Как много, оказывается, может сделать для женской красоты искусно наложенная яркая помада с блеском.
— Чтобы знать судьбу моего сына, астролог мне не нужен, — спокойно отозвалась Зубейда. — Когда пришли известия о поражении при Рее, он сидел в лодке с Кавсаром и рыбачил. Услышав о гибели Али ибн Исы и рассеянии войска, Мухаммад воскликнул: «Отойдите от меня! Кавсар поймал уже две рыбы, а я ни одной!»
Насмешливая улыбка изгладилась с лица Мараджил:
— Сочувствую, матушка. Пусть тебе полегчает, когда ты узнаешь — и у меня не все гладко. Абдаллах едва не оставил меня бездетной сиротой на этом свете — и кто бы мог подумать, что мой сын способен на такую глупость.

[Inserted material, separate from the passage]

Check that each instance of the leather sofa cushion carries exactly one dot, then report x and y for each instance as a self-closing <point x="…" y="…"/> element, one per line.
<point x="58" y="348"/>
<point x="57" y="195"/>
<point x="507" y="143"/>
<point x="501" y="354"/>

Парсиянку аж передернуло при одном воспоминании, и стаканчик с чаем плеснул в дрогнувшей руке. В ответ на поднятые в удивлении брови Зубейды, та пояснила:
— Он вошел в комнату, в которой содержался нерегиль. Отослал находившегося при сумеречнике… мага. Хотел, видите ли, остаться с нерегилем наедине. Можно подумать, это новая невольница, к которой входят без свидетелей. А потом взял и снял с него Ожерелье Сумерек.
Зубейда охнула. Рассказ о гибели Альмерийа, точнее, о том, как рухнули ворота аль-кассабы, она помнила очень хорошо — Яхья ибн Саид не пожалел красок для описания штурма злосчастного города. Если нерегиль одним взмахом руки мог обрушить толстенные, окованные железом створки, то что он мог сделать с человеком?
Видимо, угадав ход ее мыслей, Мараджил яростно покивала:
— Да, да! Снял ошейник с сигилой Дауда! А потом сказал мне: ну матушка, я же взял с него слово не вредить моим людям!
— Мухаммад всегда был смелым мальчиком, — не сдержала улыбки Зубейда.
— Это не смелость! Это глупость и безрассудство! А самое главное, он отнекивается в ответ на все мои просьбы прочитать книгу ибн Саида — мол, мне не до старых сказок!
— Он не верит в волшебную силу нерегиля? — усмехнулась Ситт-Зубейда.
— Абдаллах считает его талантливым полководцем и хорошим воином, а все остальное числит по ведомству старушечьих россказней и детских страшилок, — развела руками Мараджил. — Переубедить его у меня не выходит.
Зубейда не стала говорить, что переубеждать аль-Мамуна незачем. Даже без помощи нерегиля хорасанские войска неумолимо продвигались к столице. Парсы уже стояли под Хулваном. Точнее, за Хулваном — жители города вышли к Тахиру ибн аль-Хусайну в зеленых одеждах Мамунова дома и признали его законным халифом аш-Шарийа. Хулван сторожил широкий проход в горах Загрос, а дальше равнины аль-Джазиры стелились под ноги хорасанской коннице подобно праздничному достархану. Дорога на столицу была открыта, и судьбе династии предстояло решиться в ближайшие месяцы. Мадинат-аль-Заура не выдержит долгой осады — это было известно даже продавцам харисы на базарах в самых бедных кварталах.
Впрочем, об осаде стоило поговорить отдельно. Ибо даже несколько месяцев боев могли истощить силы хорасанцев — в особенности, если под знамена аль-Амина встанут воины Абны. Халиф способен выставить сорокатысячное войско, а это во много, много раз больше, чем армия под командованием молодого Тахира.
Вот почему, получив послание от Мараджил с предложением встречи, Зубейда знала, о чем пойдет речь. Знала, и подготовилась к разговору.
— Я прочитала письма Джаннат-ашияни, — перешла к делу мать аль-Амина. — И я склонна верить твоему астрологу, сестрица.
Парсиянка мрачно склонила голову.
Дата «491 год аята» проступала в расчетах звездопоклонников и ашшаритов с одинаково зловещим предсказанием — мрак и тень над миром, наступление времени страха и бедствий.
— Аш-Шарийа нужен халиф, способный противостоять тени с запада, — твердо проговорила Мараджил.
Под черным покрывалом ее глаза казались еще огромнее: высокие, вразлет, тонкие брови делали парсиянку похожей на настороженную птицу. Подслеповато мигавшая на высоком поставце лампа заливала безжалостным светом лицо сестрички: морщин прибавилось. Да и тени под глазами залегли глубокие и синюшные. Давние тени, от долгой бессонницы.